Although a few passing comments are made about rape, coerced sex work, and other gender-based violence existing everywhere in the world–including in the U.S., hello?!–the point that is consistently reiterated in the film is that gender oppression is “worse” in “these countries”–that it is a part of “their culture.” In fact, at one point, on the issue of female genital cutting, Kristof tells actress Diane Lane, “That may be [their] culture, but it’s also a pretty lousy aspect of culture.”
There’s nothing that smacks more of “us and them” talk than these sorts of statements about “their culture.” Postcultural critic Gayatri Chakrovorty Spivak, in fact, coined the term “white men saving brown women from brown men” to describe the imperialist use of women’s oppression as justification for political aggression.
Although Spivak was writing about British bans of widow burning and child marriage in India to make her point, we can see the reflections of this dynamic is the way that the US has justified wars in Afghanistan and Iraq as missions to “free Islamic women from the Veil.” (For a fantastic critique of this rationale, see Lila Abu-Lughod’s “Do Muslim Women Really Need Saving?“) According to Spivak, this trope of “white men rescuing brown women from brown men” becomes used to justify the imperialist project of “white man” over “brown man.”

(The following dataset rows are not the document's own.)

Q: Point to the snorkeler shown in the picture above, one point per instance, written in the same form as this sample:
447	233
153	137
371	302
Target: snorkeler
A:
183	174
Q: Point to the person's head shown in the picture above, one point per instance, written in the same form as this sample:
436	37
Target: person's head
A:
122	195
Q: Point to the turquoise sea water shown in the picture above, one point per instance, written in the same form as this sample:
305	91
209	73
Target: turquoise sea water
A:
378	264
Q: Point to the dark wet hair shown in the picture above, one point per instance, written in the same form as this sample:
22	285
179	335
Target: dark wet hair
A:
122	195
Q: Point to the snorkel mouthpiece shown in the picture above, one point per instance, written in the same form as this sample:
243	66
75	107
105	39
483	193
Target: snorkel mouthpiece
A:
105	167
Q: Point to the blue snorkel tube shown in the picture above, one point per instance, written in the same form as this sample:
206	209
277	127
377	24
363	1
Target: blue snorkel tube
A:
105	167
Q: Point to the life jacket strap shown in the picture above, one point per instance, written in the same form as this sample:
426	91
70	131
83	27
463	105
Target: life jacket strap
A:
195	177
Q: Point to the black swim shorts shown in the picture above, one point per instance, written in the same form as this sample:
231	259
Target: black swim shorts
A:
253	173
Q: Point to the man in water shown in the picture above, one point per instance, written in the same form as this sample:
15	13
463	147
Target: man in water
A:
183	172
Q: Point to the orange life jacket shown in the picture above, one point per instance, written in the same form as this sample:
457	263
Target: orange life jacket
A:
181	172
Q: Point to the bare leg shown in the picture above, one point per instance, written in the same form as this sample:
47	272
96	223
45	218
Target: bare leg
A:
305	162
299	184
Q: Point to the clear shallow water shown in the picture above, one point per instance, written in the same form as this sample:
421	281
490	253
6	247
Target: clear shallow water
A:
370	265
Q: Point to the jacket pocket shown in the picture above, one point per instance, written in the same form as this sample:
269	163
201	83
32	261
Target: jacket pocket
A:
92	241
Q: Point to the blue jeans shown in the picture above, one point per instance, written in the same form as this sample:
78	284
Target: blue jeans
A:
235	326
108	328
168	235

And this formulation is consistent, pretty much across the board, with the film. White/Western dwelling men and women highlight the suffering, as well as local activism, of brown and black women. Brown and black men are portrayed consistently as violent, incompetent, uncaring or, in fact, invisible. And it’s only a small leap to realize that such formulations–of countries incapable of or unwilling to care for “their” women–only reinforce rather than undermine global patriarchy, while justifying paternalization, intervention–and even invasion of these “lesser” places–by the countries of the Global North.